Monday, May. 31, 1971
Prophet of Optimism
The prevailing view among environmentalists is that if the world does not end with a bang, it will expire with a strangled cough. Ecologist Kenneth Watt says that with auto exhausts increasing nitrogen in the air, "it's only a matter of time before light will be filtered out of the atmosphere and none of our land will be usable." A positively dissenting view comes from Rene Dubos, brilliant microbiologist and experimental pathologist, author of 15 books and still-working professor emeritus at Manhattan's Rockefeller University. Last week he explained his outlook to TIME Correspondent Alan Anderson.
"My life philosophy," Dubos says in polished, French-accentuated English, "is based upon a faith in the immense resiliency of nature. When man realizes that technology cannot solve all human problems, nature bounces back from our abuses. The fundamental aberration of scientific technology during the past 100 years is embodied in the motto of the 1933 Chicago World's Fair: Science Finds/ Industry Applies/ Man Conforms. In fact, man still lives with the genes of the Old Stone Age hunter and the New Stone Age farmer. We must make industry conform to man by adapting it to his genetic limitations. For example, we know that the temperature of the human body varies from day to night and from summer to winter. Yet the air-conditioning industry has given us a completely constant environment to live and work in.
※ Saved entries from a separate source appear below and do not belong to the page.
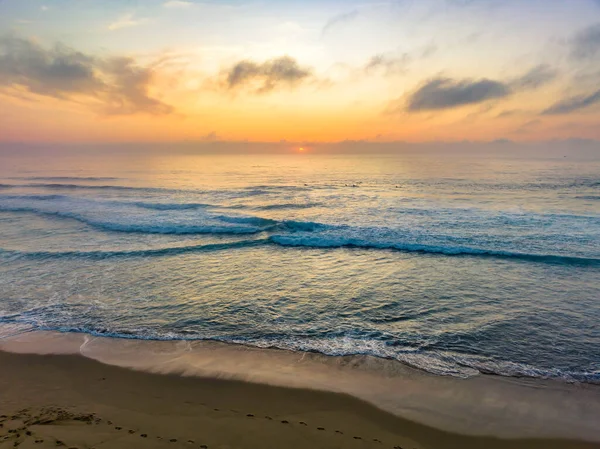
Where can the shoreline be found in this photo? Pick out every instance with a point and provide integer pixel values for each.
(482, 407)
(80, 402)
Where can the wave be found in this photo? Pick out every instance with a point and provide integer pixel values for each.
(287, 206)
(66, 178)
(220, 227)
(434, 362)
(158, 252)
(197, 218)
(345, 242)
(588, 197)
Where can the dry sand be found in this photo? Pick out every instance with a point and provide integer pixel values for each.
(50, 401)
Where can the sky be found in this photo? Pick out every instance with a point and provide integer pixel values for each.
(299, 70)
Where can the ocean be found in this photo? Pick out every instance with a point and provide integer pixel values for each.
(455, 264)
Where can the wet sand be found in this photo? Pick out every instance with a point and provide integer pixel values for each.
(49, 401)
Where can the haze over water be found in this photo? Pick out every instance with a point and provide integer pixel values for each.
(456, 264)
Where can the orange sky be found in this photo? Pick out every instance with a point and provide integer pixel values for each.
(299, 71)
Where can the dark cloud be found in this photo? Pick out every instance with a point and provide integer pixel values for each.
(586, 44)
(573, 104)
(56, 72)
(536, 77)
(446, 93)
(128, 93)
(337, 20)
(268, 75)
(118, 84)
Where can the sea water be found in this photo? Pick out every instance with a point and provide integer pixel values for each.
(455, 264)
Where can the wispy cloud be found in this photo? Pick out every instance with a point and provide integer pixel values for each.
(536, 77)
(586, 44)
(573, 104)
(338, 20)
(120, 85)
(126, 21)
(177, 4)
(266, 76)
(446, 93)
(389, 64)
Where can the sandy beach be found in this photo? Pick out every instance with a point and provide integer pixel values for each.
(50, 401)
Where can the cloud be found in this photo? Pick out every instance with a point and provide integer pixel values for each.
(177, 4)
(266, 76)
(127, 21)
(586, 44)
(446, 93)
(387, 63)
(536, 77)
(118, 84)
(339, 19)
(128, 93)
(573, 104)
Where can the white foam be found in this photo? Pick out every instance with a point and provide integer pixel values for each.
(482, 405)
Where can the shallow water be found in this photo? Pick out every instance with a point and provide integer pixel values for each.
(453, 264)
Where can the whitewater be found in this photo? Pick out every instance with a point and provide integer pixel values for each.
(453, 265)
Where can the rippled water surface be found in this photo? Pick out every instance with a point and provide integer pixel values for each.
(453, 264)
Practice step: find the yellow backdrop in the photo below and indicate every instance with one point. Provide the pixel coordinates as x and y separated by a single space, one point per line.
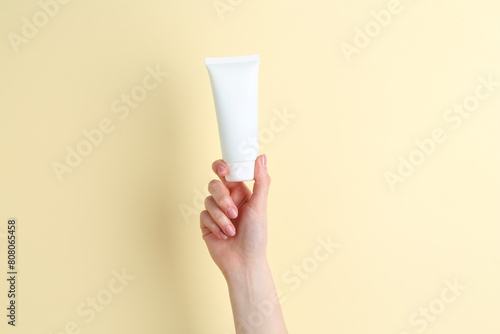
380 120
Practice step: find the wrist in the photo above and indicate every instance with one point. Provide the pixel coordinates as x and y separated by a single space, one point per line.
247 271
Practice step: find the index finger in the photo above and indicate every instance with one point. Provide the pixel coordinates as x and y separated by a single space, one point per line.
220 168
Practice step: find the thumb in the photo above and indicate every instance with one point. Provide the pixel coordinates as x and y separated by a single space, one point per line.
262 180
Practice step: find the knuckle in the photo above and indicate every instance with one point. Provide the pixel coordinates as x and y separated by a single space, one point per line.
219 216
226 201
207 201
212 185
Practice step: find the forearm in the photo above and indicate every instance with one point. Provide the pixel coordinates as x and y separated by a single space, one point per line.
255 304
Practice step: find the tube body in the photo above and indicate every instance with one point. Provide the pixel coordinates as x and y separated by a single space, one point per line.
234 83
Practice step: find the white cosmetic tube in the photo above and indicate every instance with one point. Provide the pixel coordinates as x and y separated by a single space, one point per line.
234 86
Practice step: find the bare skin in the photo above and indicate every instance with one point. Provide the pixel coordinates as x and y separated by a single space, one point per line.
234 227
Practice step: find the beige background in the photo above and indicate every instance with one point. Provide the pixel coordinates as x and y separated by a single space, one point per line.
133 201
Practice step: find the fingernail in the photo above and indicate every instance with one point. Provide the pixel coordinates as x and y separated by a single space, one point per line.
230 230
232 212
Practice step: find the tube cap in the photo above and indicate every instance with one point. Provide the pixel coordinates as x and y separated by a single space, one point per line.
240 171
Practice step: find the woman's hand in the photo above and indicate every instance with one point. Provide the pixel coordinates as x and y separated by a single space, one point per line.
234 224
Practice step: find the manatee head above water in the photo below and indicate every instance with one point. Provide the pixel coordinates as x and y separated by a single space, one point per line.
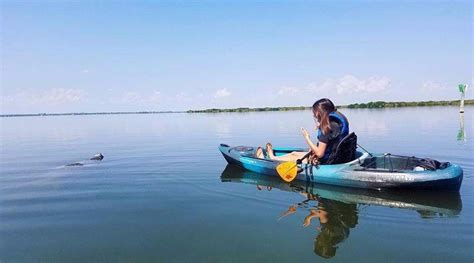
98 157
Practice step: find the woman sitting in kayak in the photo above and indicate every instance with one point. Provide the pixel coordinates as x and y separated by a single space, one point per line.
331 125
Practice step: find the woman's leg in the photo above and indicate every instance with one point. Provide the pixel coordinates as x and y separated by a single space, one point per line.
259 153
293 156
270 152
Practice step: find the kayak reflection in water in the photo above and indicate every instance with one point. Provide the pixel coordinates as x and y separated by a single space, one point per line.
335 218
332 126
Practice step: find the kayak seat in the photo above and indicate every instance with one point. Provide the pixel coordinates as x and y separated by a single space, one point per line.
345 150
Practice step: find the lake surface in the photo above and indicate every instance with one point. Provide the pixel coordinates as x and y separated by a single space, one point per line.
163 191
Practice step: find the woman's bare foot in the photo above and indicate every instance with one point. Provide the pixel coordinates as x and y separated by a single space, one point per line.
270 153
259 153
291 210
312 214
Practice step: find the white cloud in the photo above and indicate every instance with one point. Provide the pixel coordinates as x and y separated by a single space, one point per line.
347 84
430 86
351 84
288 91
222 93
131 96
51 96
155 96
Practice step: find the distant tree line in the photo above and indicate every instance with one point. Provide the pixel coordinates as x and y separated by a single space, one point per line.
396 104
369 105
249 109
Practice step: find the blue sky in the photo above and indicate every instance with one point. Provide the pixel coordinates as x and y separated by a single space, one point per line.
144 55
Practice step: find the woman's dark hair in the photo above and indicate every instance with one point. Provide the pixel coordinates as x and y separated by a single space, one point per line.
321 110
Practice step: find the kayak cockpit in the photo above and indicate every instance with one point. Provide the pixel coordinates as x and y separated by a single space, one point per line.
398 163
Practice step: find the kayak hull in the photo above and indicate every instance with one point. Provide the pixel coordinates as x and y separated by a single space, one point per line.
439 204
350 174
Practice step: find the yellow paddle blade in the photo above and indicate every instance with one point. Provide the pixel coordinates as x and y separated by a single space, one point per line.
287 171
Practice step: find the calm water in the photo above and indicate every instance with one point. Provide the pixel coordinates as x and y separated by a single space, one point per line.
163 192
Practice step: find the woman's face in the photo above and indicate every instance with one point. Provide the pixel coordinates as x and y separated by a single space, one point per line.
317 118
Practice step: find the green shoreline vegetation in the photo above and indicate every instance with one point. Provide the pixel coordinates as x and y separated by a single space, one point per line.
369 105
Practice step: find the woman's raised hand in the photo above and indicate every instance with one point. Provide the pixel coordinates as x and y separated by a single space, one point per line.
305 132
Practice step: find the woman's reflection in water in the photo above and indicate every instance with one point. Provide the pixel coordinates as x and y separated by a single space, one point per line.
335 218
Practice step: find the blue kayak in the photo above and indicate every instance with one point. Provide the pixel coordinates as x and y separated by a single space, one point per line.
369 171
427 203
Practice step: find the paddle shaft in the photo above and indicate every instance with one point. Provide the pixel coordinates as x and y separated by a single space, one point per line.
300 160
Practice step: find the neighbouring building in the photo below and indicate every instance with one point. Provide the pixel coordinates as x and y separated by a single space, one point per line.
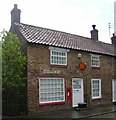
63 69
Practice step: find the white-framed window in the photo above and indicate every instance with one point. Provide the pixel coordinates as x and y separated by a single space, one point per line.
58 56
51 90
95 60
96 88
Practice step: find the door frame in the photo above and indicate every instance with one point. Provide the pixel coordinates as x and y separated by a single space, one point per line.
82 84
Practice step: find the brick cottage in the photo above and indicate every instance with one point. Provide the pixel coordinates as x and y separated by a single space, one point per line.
63 69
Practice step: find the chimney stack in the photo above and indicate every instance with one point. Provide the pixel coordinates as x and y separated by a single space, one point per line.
15 16
94 33
113 39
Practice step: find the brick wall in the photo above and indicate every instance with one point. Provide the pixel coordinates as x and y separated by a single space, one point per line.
39 60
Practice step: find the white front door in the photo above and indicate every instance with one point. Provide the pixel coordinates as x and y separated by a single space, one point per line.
77 91
114 90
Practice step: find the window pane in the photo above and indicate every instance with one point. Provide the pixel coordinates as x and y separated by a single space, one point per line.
58 58
51 90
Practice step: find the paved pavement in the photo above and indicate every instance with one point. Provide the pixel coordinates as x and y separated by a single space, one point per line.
82 113
75 113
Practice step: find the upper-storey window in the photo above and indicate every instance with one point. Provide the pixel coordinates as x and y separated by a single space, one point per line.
95 60
58 56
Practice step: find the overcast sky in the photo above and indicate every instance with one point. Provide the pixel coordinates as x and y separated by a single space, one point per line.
72 16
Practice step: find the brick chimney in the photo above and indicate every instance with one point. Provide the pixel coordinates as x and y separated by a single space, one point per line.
94 33
15 16
113 39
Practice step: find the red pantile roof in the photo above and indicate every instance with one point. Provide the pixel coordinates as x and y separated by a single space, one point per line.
39 35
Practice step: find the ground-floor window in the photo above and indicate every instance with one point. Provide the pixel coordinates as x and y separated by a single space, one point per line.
51 90
96 88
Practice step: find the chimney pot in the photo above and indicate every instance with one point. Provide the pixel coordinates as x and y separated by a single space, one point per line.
94 33
15 16
93 26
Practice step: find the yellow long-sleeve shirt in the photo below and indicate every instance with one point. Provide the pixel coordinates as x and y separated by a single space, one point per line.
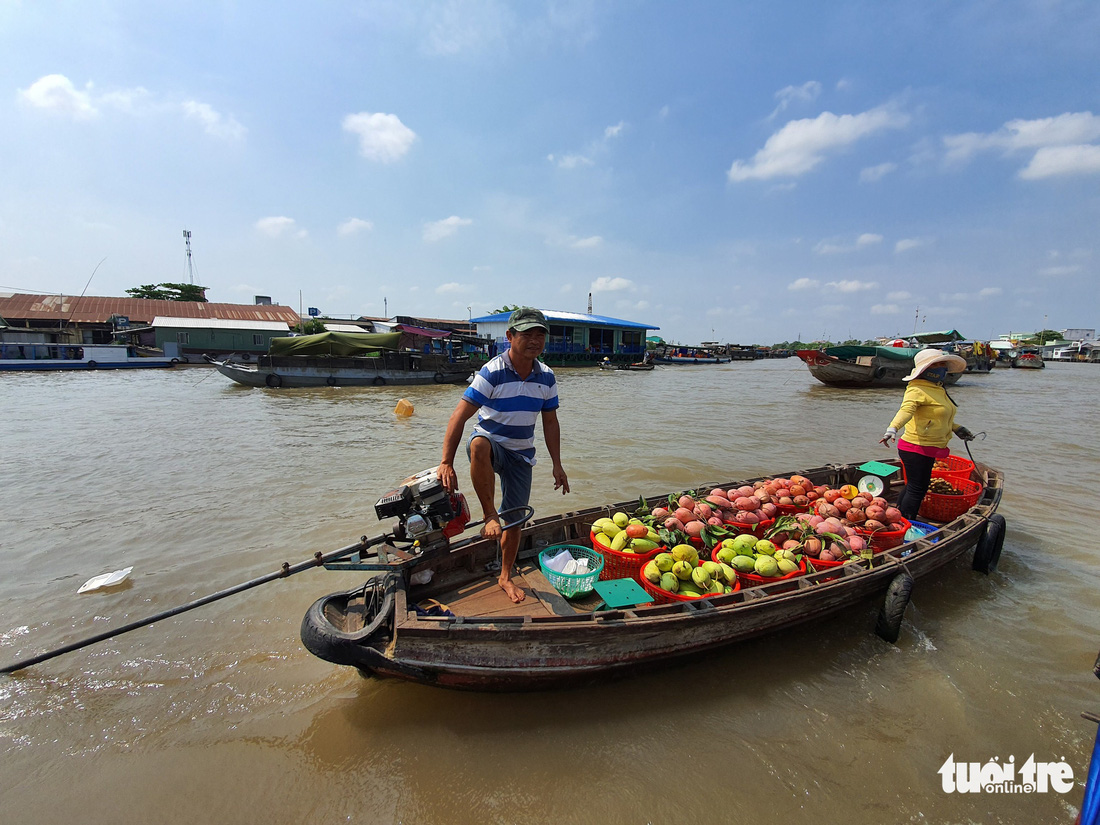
927 414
"Look at London. For 200 years, it was the most polluted city in the world. [Because of strict antipollution laws], they have not had a pea-soup fog for six years, and last year they had 50% more sunshine than they had ten years ago. Songbirds are returning to the parks, fish are being caught again in the Thames." He recalls a personal hero, Herbert Johnson, supervisor of the Jamaica Bay Wildlife Refuge. As a minor park employee 18 years ago, Johnson was appalled at New York City's use of Jamaica Bay as a garbage dump and worked to lessen the visual pollution by planting native shrubs, bushes and trees. Now one of the major bird-watching locations in Eastern North America, the refuge has been proposed as the site of a federal recreation area. Even the pollution of the Hudson River is reversible, he says; it will purify itself naturally if man will only stop using it as a refuse dump.
Man with a Mission. Dubos feels that society ultimately will reach the point where production and consumption must slow down as the world's natural resources are depleted, despite efforts to use them more efficiently. While U.S. population grows at the rate of about 1% a year, energy consumption doubles every ten years. But it is the tangible and the immediate that occupy and preoccupy Dubos; at 70, he proselytizes like a young man with a mission. Thus far this year, he has made 24 out-of-town trips, 50 speeches and television appearances. By the end of the summer, he will have made four international trips. Many of his engagements are with students, whose rejection of old social values he finds "the most hopeful sign for the future."
He carries everywhere a plea for legal safeguards against pollution. Industry, he says, "can and will do much more than people believe" to clean up the nation, a point underscored at a congressional hearing last week (see BUSINESS). But, he adds, "they can do it only if there are federal laws so that everyone has to do the same thing around the country. It's a kind of self-fulfilling prophecy. If enough of us say often enough that there have to be national standards, soon there will be a national mood that demands them."